Basecase Multiplication
-----------------------
Basecase NxM multiplication is a straightforward rectangular set of
cross-products, the same as long multiplication done by hand and for
that reason sometimes known as the schoolbook or grammar school method.
This is an O(N*M) algorithm. See Knuth section 4.3.1 algorithm M
(Note:References), and the `mpn/generic/mul_basecase.c' code.
Assembler implementations of `mpn_mul_basecase' are essentially the
same as the generic C code, but have all the usual assembler tricks and
obscurities introduced for speed.
A square can be done in roughly half the time of a multiply, by
using the fact that the cross products above and below the diagonal are
the same.
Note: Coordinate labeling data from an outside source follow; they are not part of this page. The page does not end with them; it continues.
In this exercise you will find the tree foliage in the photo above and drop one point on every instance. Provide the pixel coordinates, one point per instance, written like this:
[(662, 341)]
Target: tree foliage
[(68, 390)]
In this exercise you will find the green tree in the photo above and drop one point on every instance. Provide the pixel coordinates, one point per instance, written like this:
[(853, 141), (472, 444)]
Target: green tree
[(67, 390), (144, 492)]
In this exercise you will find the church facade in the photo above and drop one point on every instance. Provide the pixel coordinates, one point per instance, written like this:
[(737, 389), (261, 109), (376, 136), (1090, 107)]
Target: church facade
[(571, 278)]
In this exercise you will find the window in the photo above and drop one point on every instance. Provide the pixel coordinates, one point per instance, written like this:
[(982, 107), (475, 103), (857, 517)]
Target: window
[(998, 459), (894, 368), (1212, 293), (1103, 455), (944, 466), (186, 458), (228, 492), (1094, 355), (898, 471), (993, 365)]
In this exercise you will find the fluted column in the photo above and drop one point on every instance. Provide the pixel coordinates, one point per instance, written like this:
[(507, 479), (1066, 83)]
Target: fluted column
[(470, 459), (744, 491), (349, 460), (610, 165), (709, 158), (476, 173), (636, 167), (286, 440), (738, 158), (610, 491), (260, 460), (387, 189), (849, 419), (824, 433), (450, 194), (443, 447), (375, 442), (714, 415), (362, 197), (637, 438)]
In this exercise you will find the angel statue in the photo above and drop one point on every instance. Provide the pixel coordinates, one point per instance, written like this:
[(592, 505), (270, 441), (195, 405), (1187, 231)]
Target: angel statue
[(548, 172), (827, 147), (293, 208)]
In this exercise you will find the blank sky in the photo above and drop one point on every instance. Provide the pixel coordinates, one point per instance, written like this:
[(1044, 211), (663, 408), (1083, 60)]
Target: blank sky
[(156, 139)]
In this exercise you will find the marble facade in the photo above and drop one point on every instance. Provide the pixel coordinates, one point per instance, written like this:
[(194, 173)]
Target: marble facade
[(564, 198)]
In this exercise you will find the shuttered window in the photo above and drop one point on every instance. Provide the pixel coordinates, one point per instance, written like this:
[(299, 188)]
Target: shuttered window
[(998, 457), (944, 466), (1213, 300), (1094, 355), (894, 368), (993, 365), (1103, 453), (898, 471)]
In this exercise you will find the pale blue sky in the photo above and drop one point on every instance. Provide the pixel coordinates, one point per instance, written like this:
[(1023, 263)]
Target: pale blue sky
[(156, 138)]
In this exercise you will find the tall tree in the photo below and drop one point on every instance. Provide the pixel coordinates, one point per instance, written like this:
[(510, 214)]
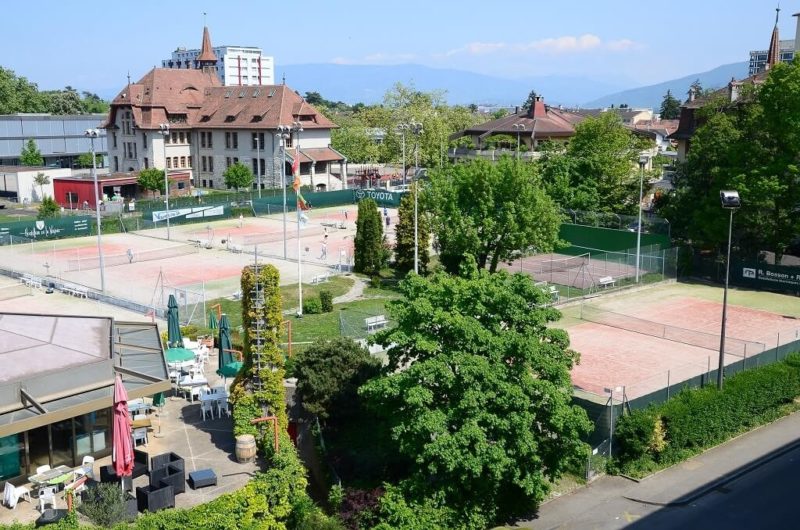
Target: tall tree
[(370, 254), (151, 179), (30, 154), (604, 156), (478, 393), (404, 236), (41, 180), (489, 210), (670, 107), (238, 176)]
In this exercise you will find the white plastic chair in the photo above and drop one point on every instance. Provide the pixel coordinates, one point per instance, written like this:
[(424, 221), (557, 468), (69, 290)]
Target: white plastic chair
[(86, 469), (47, 496), (140, 435)]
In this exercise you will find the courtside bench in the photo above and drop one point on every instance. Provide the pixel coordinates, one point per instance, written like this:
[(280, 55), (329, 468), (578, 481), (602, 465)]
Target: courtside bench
[(606, 281), (376, 322)]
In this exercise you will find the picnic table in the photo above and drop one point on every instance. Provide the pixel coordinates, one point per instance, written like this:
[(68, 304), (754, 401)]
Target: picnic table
[(52, 477)]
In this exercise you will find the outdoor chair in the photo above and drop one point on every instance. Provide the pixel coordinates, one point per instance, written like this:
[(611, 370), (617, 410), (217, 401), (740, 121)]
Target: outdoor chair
[(169, 475), (165, 459), (47, 496), (153, 499)]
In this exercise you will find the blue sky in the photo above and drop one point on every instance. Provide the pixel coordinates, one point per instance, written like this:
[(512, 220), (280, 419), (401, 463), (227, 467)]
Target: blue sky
[(92, 45)]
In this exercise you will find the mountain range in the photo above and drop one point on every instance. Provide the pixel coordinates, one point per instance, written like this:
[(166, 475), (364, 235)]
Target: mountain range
[(368, 84)]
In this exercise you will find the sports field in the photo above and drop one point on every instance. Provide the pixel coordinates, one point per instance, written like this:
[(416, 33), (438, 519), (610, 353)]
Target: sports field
[(659, 336), (200, 261)]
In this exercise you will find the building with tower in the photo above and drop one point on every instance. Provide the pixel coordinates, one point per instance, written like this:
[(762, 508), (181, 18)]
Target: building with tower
[(186, 120), (235, 65)]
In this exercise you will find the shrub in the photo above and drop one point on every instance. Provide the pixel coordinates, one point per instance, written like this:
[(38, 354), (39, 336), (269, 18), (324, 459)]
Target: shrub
[(326, 299), (312, 306), (104, 505)]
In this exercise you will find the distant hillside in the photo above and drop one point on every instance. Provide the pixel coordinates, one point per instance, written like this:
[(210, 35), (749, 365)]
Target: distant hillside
[(651, 96), (368, 84)]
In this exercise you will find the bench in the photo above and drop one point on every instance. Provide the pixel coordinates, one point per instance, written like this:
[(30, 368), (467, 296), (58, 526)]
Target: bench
[(320, 278), (376, 322), (606, 281)]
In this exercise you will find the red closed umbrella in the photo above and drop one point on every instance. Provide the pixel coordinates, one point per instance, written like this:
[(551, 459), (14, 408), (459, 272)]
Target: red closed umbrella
[(122, 441)]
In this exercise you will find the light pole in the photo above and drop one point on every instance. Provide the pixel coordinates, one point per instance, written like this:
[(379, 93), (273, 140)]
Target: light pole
[(642, 162), (164, 129), (416, 129), (519, 128), (730, 201), (298, 128), (92, 134), (258, 162), (403, 127), (283, 135)]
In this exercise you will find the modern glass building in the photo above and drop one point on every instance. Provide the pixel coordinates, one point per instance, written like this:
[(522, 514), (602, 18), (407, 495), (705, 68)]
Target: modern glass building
[(56, 386)]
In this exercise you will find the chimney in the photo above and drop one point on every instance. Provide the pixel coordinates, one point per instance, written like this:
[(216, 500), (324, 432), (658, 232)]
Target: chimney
[(797, 35)]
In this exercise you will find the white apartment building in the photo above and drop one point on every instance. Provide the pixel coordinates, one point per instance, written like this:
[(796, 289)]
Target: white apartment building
[(236, 65), (211, 127)]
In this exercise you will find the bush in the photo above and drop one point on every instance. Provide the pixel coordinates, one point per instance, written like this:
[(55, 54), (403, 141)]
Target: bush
[(104, 505), (699, 418), (326, 300), (312, 306)]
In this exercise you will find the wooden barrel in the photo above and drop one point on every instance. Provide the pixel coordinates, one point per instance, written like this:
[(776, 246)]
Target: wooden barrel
[(245, 448)]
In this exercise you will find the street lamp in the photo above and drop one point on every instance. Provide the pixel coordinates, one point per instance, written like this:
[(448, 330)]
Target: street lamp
[(403, 127), (730, 201), (642, 162), (164, 129), (519, 127), (92, 134), (283, 135), (297, 127), (416, 130)]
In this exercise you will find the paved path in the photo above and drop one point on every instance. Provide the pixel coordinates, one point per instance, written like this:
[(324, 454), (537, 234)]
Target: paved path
[(616, 502)]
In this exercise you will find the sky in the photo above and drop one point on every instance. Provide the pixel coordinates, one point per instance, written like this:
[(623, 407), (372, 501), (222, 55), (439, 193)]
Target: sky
[(93, 45)]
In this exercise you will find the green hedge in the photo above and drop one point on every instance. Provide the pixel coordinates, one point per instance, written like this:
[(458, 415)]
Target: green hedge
[(695, 419)]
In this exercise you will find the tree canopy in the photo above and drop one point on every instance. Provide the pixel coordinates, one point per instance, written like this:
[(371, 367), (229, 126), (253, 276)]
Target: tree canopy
[(489, 211), (750, 146), (670, 107), (238, 176), (482, 405), (30, 154)]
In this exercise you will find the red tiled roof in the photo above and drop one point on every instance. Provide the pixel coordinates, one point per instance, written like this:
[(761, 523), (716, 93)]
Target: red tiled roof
[(164, 93)]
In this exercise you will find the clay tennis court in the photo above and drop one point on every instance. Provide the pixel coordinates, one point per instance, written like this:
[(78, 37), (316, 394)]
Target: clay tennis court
[(643, 361)]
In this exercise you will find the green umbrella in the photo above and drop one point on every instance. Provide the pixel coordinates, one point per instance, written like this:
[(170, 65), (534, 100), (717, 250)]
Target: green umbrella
[(174, 338), (178, 355), (228, 366)]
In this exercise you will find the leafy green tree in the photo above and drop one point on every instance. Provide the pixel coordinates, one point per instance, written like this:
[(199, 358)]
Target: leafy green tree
[(150, 179), (489, 211), (604, 157), (238, 176), (670, 107), (41, 180), (85, 160), (30, 154), (370, 255), (478, 393), (328, 375), (17, 94), (48, 209), (404, 236)]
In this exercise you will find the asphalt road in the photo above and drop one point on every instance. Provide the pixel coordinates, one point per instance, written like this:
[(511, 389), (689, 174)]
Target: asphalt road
[(765, 498)]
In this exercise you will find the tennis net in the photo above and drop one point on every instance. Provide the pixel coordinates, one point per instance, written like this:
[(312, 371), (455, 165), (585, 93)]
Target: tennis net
[(131, 256), (709, 341)]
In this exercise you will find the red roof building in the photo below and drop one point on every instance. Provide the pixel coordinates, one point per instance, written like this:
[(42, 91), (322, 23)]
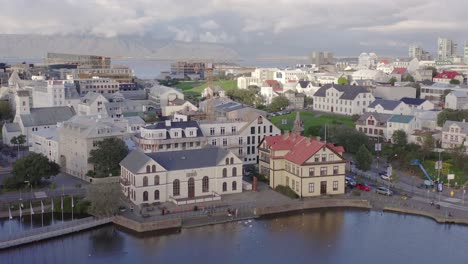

A triangle of products below the diagonal is formed, doubled
(left shift by one bit), and then the products on the diagonal added.
This can be seen in `mpn/generic/sqr_basecase.c'. Again the assembler
implementations take essentially the same approach.
u0 u1 u2 u3 u4
+---+---+---+---+---+
u0 | d | | | | |
+---+---+---+---+---+
u1 | | d | | | |
+---+---+---+---+---+
u2 | | | d | | |
+---+---+---+---+---+
u3 | | | | d | |
+---+---+---+---+---+
u4 | | | | | d |
+---+---+---+---+---+
In practice squaring isn't a full 2x faster than multiplying, it's
usually around 1.5x. Less than 1.5x probably indicates
`mpn_sqr_basecase' wants improving on that CPU.
On some CPUs `mpn_mul_basecase' can be faster than the generic C
`mpn_sqr_basecase'. `BASECASE_SQR_THRESHOLD' is the size at which to
use `mpn_sqr_basecase', this will be zero if that routine should be
used always.